Our childhoods’ most popular teen shows weren’t written for me. 

Don’t get me wrong, I watch them. Enjoy them, even. But they were written from a distinctly privileged perspective and for a particular audience. Newsflash: characters who come from privilege and are “making their way up” are not exactly representative of all viewers. I do not mean to discourage you from watching these shows, but rather to encourage you to recognize what they lack.

Some of my favorite shows happen to be revered 2000s classics, like “One Tree Hill” and “The O.C.” Other well-known shows from this time are “90210,” “Gossip Girl” and “Gilmore Girls.” All entertaining, but not at all realistic in the ways that matter. 

Take “One Tree Hill,” a show centered around a majority white cast with the exception of characters like Skills and Fergie, who are given nowhere near the amount of screen time as the main characters. Or “The O.C.,” which follows lovable — but rich and white — teens from sheltered backgrounds. And “Gilmore Girls,” while a famously comforting show, suffers from a lack of diversity from nearly all directions. Watch a “Gossip Girl” trailer and the pattern is self-explanatory: much of the television we know and love tells white stories from white perspectives. 

It is not that none of these shows had characters from underprivileged backgrounds, but what representation these shows did have was rarely accurate. In “The O.C.”, the only representation consisted of stereotypical portrayals of people of color from working-class communities. Though there is representation present, it’s not much better than the original “Gossip Girl”, where the cast contains only white, upper-class teenagers. Both instances go to show, heteronormative and homogenous characterizations of our generation need to go.

As a woman of color, it’s hard to reconcile our generation’s favorite shows with their almost exclusive focus on white stories. It is especially difficult to hear people say that these shows have had a cultural impact while not being representative of their viewers. The representativeness — or lack thereof — of the most popular shows indicates to audiences that the stories worth telling are ones from primarily white perspectives. It signifies a preference for privilege and uniformity in a world that contains a myriad of perspectives and intersectional identities.

Teen shows today are making changes. These more recent shows include “Never Have I Ever,” “High School Musical: The Musical: The Series,” and a personal favorite, “Sex Education.” It’s promising to see that I see people who look like me from my sources of entertainment. On the other hand, though we see diverse casts in shows like “Euphoria”, the show still suffers from unfinished storylines for its marginalized characters, negative stereotyping and cliches. Every character, whether the side or main role, deserves a thorough, representative and non-exploitative narrative that speaks to watchers who see themselves in these TV personalities. 

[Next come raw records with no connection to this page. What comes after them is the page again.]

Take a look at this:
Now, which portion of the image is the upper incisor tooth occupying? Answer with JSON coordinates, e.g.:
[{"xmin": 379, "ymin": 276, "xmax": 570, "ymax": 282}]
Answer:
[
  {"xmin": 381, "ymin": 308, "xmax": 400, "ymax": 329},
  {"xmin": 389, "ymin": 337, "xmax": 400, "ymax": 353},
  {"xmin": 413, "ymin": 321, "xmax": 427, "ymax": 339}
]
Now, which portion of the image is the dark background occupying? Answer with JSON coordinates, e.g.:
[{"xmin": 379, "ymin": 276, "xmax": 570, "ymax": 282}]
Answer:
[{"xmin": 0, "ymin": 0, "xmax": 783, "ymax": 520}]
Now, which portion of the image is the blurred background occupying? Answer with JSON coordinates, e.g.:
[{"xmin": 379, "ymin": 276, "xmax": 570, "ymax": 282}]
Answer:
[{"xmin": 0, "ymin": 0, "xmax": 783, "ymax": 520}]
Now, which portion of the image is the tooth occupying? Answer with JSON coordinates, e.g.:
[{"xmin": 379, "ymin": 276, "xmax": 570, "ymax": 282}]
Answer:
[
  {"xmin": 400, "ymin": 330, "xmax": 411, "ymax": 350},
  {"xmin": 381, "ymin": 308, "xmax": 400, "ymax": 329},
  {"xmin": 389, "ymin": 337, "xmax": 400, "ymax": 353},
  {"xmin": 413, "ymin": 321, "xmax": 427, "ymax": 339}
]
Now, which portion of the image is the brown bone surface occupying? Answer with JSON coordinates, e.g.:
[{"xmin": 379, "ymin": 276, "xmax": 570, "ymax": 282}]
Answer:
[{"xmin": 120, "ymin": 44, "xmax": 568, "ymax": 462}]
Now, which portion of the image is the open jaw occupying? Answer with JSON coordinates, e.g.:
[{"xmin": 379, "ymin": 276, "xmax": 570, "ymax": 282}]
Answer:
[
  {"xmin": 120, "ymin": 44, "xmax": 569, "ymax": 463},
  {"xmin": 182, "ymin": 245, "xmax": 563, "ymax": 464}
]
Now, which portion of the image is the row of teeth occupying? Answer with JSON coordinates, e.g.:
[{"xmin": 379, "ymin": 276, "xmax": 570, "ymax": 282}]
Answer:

The best characters are the most realistic ones. And the best shows are those with a cast reflective of the people we encounter in our day-to-day lives and the individual experiences we’ve had. Teen shows need to stop associating characters with their racial stereotypes. They need to stop demonizing the most diverse characters, or killing them off to evoke the white savior complex. Consult the people who are playing the characters you’ve created, and consult their communities. Television should stop manipulating real stories into what are supposedly more entertaining ones. It is a disservice to underrepresented communities and the stories they wish to tell.

I ask all of you to watch the shows you watch with a critical eye. We should not feel guilt for enjoying the shows we enjoy. Instead, we should ask ourselves if the show in question demonstrates diverse, accurate and non-stereotypical representation and narratives. Respect your stories by keeping your favorite creators accountable.

Shay Suresh CM ’24 is from San Jose, California. She loves literary fiction, indie music and making Pinterest boards.